Men and women returning home on their dusk-lit way hissed at the sight of the clay shack, glimmering in the lamplight, with its wooden latch door open and its chattering patrons reclined within. Beggars spat nearer, while the crows now chose its tiled roof for their nightly covenant. Imperceptible from within the cosmos of the teahouse, the city was turning against it. And imperceptible it would have remained for the tea drinkers (nestled on benches, nibbling pastries, tasting visions in tongues of smoke and licks of the candle flame) had not a passing porter (back breaking, body caked with dust and sweat) thrust his head through the window. “This is a time for jokes?” he snarled. “We are about to be destroyed and all you do is make fun of us.” The teahouse grew silent, its shuttered lamps winked out, and slowly the drinkers padded home.

Two days before the Khan’s army razed the city, the tea drinkers invited a shadow puppeteer to preside over the day’s contemplations. While the small stage was built in the darkest corner, the woman with quivering jowls delivered a sermon on the necessity (or the lack thereof) of vocation:

When men came together at the very first, all was rather primitive. We lived like the nomads, devoting our lives to the process of accumulating food. After time, of course, we began to grow plants and grain, and harvest the meat of cattle, and settle in towns, and we became architects, builders, farmers, traders, smiths, warriors, and priests. In all this, it can be said that the crafts distinguish the later phase from the earlier—we are city-dwellers and not nomads for we have in our ranks people who can be described as tailors and cooks, while the nomads do not. But the question can be asked: Don’t the nomads have crafts of their own? Are there not some who raid villages, some who tend the fires, some who make the bows and fletch the arrows, some who draw milk from the mares, some who beat filigree from gold, some who stitch their leather clothes, some who tell stories, some who whisper prophecies? The real difference between the nomad and us has little to do with these men of action; it is precisely because a city like ours has a teahouse, keeps its men of inaction—who produce nothing, whose only responsibility is to the leisure of thought—that the society of the city is different from that of the wild. And so, I submit to you, my colleagues, that we have no reason to feel shame for our work. It is we who give this city meaning.

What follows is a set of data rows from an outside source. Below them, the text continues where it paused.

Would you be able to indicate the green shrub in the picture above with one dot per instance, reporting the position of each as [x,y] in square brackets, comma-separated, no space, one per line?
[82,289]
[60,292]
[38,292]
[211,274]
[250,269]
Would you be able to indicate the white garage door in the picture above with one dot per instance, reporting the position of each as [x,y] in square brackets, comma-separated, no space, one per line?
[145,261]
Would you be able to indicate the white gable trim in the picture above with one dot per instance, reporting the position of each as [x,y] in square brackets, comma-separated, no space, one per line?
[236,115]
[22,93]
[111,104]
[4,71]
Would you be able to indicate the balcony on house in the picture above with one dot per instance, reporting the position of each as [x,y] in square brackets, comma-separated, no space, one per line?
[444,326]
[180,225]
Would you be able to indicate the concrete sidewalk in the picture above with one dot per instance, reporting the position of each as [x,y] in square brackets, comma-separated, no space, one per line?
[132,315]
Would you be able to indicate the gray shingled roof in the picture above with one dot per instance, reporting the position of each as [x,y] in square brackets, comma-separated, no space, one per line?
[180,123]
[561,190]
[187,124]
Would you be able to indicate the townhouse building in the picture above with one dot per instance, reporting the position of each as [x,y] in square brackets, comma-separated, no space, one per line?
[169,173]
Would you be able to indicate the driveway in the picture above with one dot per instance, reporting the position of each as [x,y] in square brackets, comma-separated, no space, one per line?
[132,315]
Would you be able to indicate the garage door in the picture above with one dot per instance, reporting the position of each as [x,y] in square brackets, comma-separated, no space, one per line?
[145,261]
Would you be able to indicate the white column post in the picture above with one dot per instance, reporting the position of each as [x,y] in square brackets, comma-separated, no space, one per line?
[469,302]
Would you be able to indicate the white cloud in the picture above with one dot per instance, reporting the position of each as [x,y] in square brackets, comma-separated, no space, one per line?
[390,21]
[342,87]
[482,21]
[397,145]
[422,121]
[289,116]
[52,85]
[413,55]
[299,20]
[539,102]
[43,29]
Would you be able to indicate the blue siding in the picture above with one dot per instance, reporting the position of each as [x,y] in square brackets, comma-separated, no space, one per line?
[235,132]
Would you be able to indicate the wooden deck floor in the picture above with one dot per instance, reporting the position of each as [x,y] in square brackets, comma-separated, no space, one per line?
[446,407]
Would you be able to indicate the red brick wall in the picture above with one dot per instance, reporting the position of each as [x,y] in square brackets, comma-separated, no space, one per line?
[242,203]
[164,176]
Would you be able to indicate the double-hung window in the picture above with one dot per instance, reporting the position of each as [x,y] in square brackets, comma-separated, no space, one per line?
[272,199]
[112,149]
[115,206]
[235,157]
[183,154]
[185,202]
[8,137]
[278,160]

The kettle-voiced man shook his wizened head, toothless gums parted to let forth the warm sounds of tin. My sister, unfortunately there are others in the city who produce nothing. Think of the philosophers, sitting in their windowless libraries. Or the astrologers watching the stars from their towers. Or the historians growing old in the archives. The teahouse and we are only a few among many of your beings of inaction.

No, not at all, insisted the milky voice. The philosophers instruct the teachers who in turn instruct the children. For bits of coin, the astrologers come down from their towers and ply the people with omens. In their tomes, the historians record the lives of the city, the riots and celebrations, the great heroes and villains, events both pedestrian and extraordinary that make up our days. She sipped tea to clear the gravel from her throat. And us? The city has no need for us, and we have no need for the city.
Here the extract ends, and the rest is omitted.